I keep wondering why I ever read Quanta Magazine. It takes a pretty generous reading of "need" to make this a correct statement.

JohnKemeny•1y ago
Not really. Coloring a graph is almost always talking about proper coloring, meaning that things that objects that are related receive different colors.

If you read the introduction, you'll also read that the goal is to "color each of your lines and require that for every point, no two lines connected to it have the same color."

Ps. "How many colors a graph needs" is a very well established term in computer science and graph theory.

mockerell•1y ago
I think the comment referred to the phrase „a graph needs X (colors or whatever)“. For me, this can be read two ways: 1. „a graph always needs at least X colors“ or 2. „a graph always needs at most X colors“.

Personally, I would interpret this as option 1 (and so did the comment above I assume). In that case, the statement is wrong. But I’d prefer to specify „at most/ at least“ anyways.

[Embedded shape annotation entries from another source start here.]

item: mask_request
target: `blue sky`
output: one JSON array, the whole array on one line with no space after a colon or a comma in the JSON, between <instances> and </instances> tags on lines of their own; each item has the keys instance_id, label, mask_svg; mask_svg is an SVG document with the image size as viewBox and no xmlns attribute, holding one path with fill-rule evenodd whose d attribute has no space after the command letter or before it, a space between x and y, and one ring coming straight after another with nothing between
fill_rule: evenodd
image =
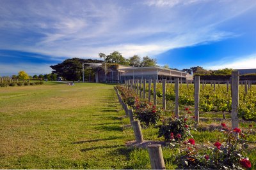
<instances>
[{"instance_id":1,"label":"blue sky","mask_svg":"<svg viewBox=\"0 0 256 170\"><path fill-rule=\"evenodd\" d=\"M256 67L255 0L0 0L0 76L119 51L160 66Z\"/></svg>"}]
</instances>

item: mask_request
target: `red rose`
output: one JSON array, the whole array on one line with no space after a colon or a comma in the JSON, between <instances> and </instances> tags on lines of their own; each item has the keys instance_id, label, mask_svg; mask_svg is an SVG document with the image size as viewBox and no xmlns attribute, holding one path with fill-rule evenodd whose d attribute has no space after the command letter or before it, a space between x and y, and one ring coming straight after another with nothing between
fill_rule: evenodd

Or even better, use actual vocabulary. „For every graph there exists a coloring with X colors.“ or „any graph can be coloured using X colors“.

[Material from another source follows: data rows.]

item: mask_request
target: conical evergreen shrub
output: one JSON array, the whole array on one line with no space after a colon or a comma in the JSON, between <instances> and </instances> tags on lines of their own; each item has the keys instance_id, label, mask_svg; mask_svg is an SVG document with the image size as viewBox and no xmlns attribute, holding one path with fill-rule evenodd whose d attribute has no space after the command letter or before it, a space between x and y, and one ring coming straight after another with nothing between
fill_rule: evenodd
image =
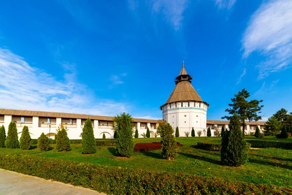
<instances>
[{"instance_id":1,"label":"conical evergreen shrub","mask_svg":"<svg viewBox=\"0 0 292 195\"><path fill-rule=\"evenodd\" d=\"M43 133L37 138L37 148L42 151L50 150L50 139Z\"/></svg>"},{"instance_id":2,"label":"conical evergreen shrub","mask_svg":"<svg viewBox=\"0 0 292 195\"><path fill-rule=\"evenodd\" d=\"M196 134L195 134L195 130L194 130L194 127L192 128L192 133L191 133L191 136L192 136L192 137L194 137L195 136L196 136Z\"/></svg>"},{"instance_id":3,"label":"conical evergreen shrub","mask_svg":"<svg viewBox=\"0 0 292 195\"><path fill-rule=\"evenodd\" d=\"M139 137L139 133L138 132L138 129L136 129L136 131L135 131L135 138Z\"/></svg>"},{"instance_id":4,"label":"conical evergreen shrub","mask_svg":"<svg viewBox=\"0 0 292 195\"><path fill-rule=\"evenodd\" d=\"M19 139L19 147L22 150L30 150L32 147L32 138L29 134L28 127L24 126L22 129L21 136Z\"/></svg>"},{"instance_id":5,"label":"conical evergreen shrub","mask_svg":"<svg viewBox=\"0 0 292 195\"><path fill-rule=\"evenodd\" d=\"M175 137L178 137L180 136L180 131L179 131L179 128L177 127L175 129Z\"/></svg>"},{"instance_id":6,"label":"conical evergreen shrub","mask_svg":"<svg viewBox=\"0 0 292 195\"><path fill-rule=\"evenodd\" d=\"M287 130L285 126L283 126L282 128L282 130L281 131L281 138L288 138L288 135L287 135Z\"/></svg>"},{"instance_id":7,"label":"conical evergreen shrub","mask_svg":"<svg viewBox=\"0 0 292 195\"><path fill-rule=\"evenodd\" d=\"M147 131L146 131L146 137L150 137L150 131L149 131L148 127L147 127Z\"/></svg>"},{"instance_id":8,"label":"conical evergreen shrub","mask_svg":"<svg viewBox=\"0 0 292 195\"><path fill-rule=\"evenodd\" d=\"M58 152L71 150L70 140L68 138L67 131L64 128L58 132L56 144L56 149Z\"/></svg>"},{"instance_id":9,"label":"conical evergreen shrub","mask_svg":"<svg viewBox=\"0 0 292 195\"><path fill-rule=\"evenodd\" d=\"M256 133L255 133L255 136L256 137L259 137L260 136L260 133L259 132L259 129L258 127L257 126L256 128Z\"/></svg>"},{"instance_id":10,"label":"conical evergreen shrub","mask_svg":"<svg viewBox=\"0 0 292 195\"><path fill-rule=\"evenodd\" d=\"M224 127L224 125L222 125L222 128L221 129L221 136L223 137L224 136L224 134L225 133L225 128Z\"/></svg>"},{"instance_id":11,"label":"conical evergreen shrub","mask_svg":"<svg viewBox=\"0 0 292 195\"><path fill-rule=\"evenodd\" d=\"M247 146L236 114L230 119L229 129L228 133L222 137L221 161L224 165L240 166L247 160Z\"/></svg>"},{"instance_id":12,"label":"conical evergreen shrub","mask_svg":"<svg viewBox=\"0 0 292 195\"><path fill-rule=\"evenodd\" d=\"M93 134L93 128L91 119L85 121L82 134L82 153L83 154L96 153L96 140Z\"/></svg>"},{"instance_id":13,"label":"conical evergreen shrub","mask_svg":"<svg viewBox=\"0 0 292 195\"><path fill-rule=\"evenodd\" d=\"M16 124L14 122L11 122L8 126L8 132L5 141L5 146L7 148L19 148L18 145L19 141Z\"/></svg>"},{"instance_id":14,"label":"conical evergreen shrub","mask_svg":"<svg viewBox=\"0 0 292 195\"><path fill-rule=\"evenodd\" d=\"M210 127L207 129L207 136L210 137L211 136L211 129Z\"/></svg>"},{"instance_id":15,"label":"conical evergreen shrub","mask_svg":"<svg viewBox=\"0 0 292 195\"><path fill-rule=\"evenodd\" d=\"M4 125L0 127L0 148L5 148L5 140L6 140L6 134Z\"/></svg>"},{"instance_id":16,"label":"conical evergreen shrub","mask_svg":"<svg viewBox=\"0 0 292 195\"><path fill-rule=\"evenodd\" d=\"M125 113L116 117L118 119L116 154L120 156L130 157L134 153L132 117Z\"/></svg>"}]
</instances>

PS: I also agree with the sentiment about quanta magazine. It’s hard to get some actual information from their articles if you know the topic.

JohnKemeny•1y ago
What about this statement:

No matter how large a car is, it is easy to figure out how much money you'll need to buy it. Simply look at the price tag.

(From: No matter how large a graph is, it’s easy to figure out how many colors you’ll need to color it. Simply look for the maximum ...)

mauricioc•1y ago
Parent's point is that sometimes (but not always) the store is perfectly fine selling you a car for $1 less than what the "price tag" of Delta(G)+1 dollars asks for, so "need" is a bit inaccurate.
phkahler•1y ago
Is this going to lead to faster compile times? Faster register allocation...
john-h-k•1y ago
Very few compilers actually use vertex coloring for register allocation
isaacimagine•1y ago
Totally. The hard part isn't coloring (you can use simple heuristics to get a decent register assignment), rather, it's figuring out which registers to spill (don't spill registers in hot loops! and a million other things!).
NooneAtAll3•1y ago
and this post isn't even about vertex coloring
DannyBee•1y ago
No.

In SSA, the graphs are chordal, so were already easily colorable (relatively).

Outside of SSA, this is not true, but the coloring is still not the hard part, it's the easy part.